Facebook engineers love playing chess. They also like to play other games on the chessboard. Today, they were wondering how many cells a knight would visit on the chessboard if it followed some predefined algorithm.
You are given a String board describing a standard 8x8 chessboard, where the c-th character of the r-th element corresponds to the cell in row r, column c. Some cells are blocked and cannot be jumped into. These will be represented with a '*'. All other cells are marked with a '.', except for the starting position of the knight, which is marked with a 'K'.
A valid jump for a knight consists of shifting one square along one axis and two squares along the other axis. A cell is "accessible" if it is not blocked and it has not been visited by the knight before. The starting position of the knight is considered to be visited, and each time the knight jumps into a new cell, that cell becomes visited.
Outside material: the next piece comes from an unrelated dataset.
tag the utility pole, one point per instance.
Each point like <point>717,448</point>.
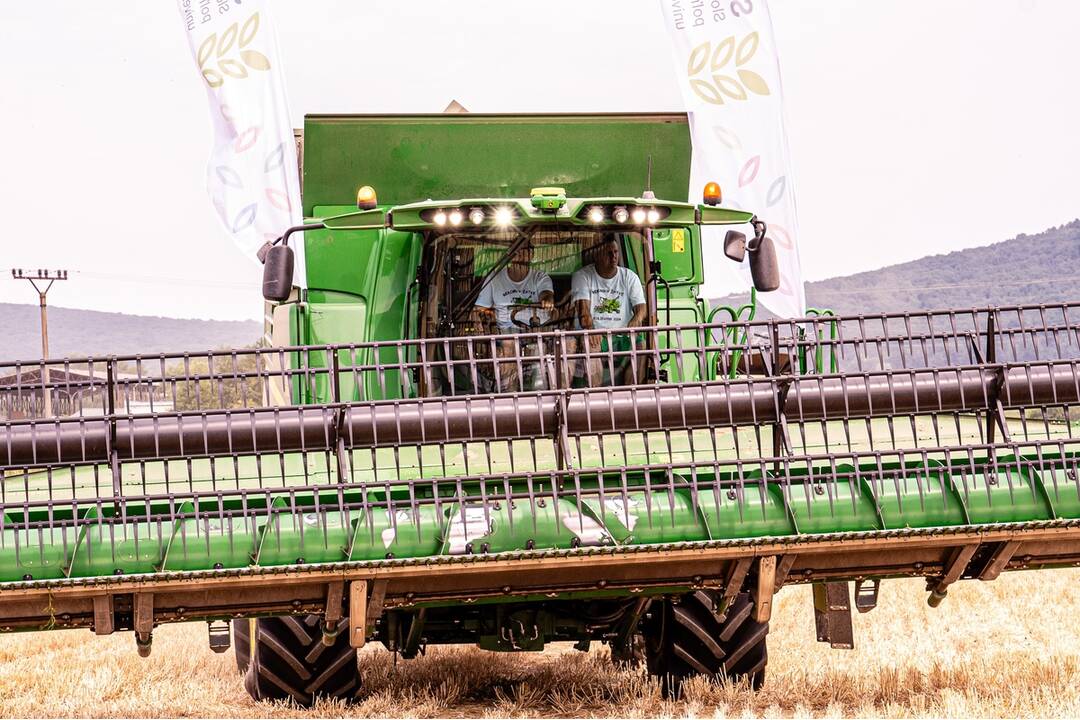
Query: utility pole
<point>41,276</point>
The accessibility number of a cell is the number of accessible cells that the knight can make a valid jump to from that cell. Note that accessibility numbers of cells may change as the knight moves through the board and visits more cells.
The knight will use the following simple algorithm to traverse the board. On each move, it will make a valid jump into the accessible cell with the lowest accessibility number. In case of a tie, it will choose the one with the lowest row number, and if there is still a tie, it will choose the one among them with the lowest column number. The knight will stop moving when it can no longer make a valid jump into an accessible cell.
Return the number of cells that the knight will visit (including the starting cell).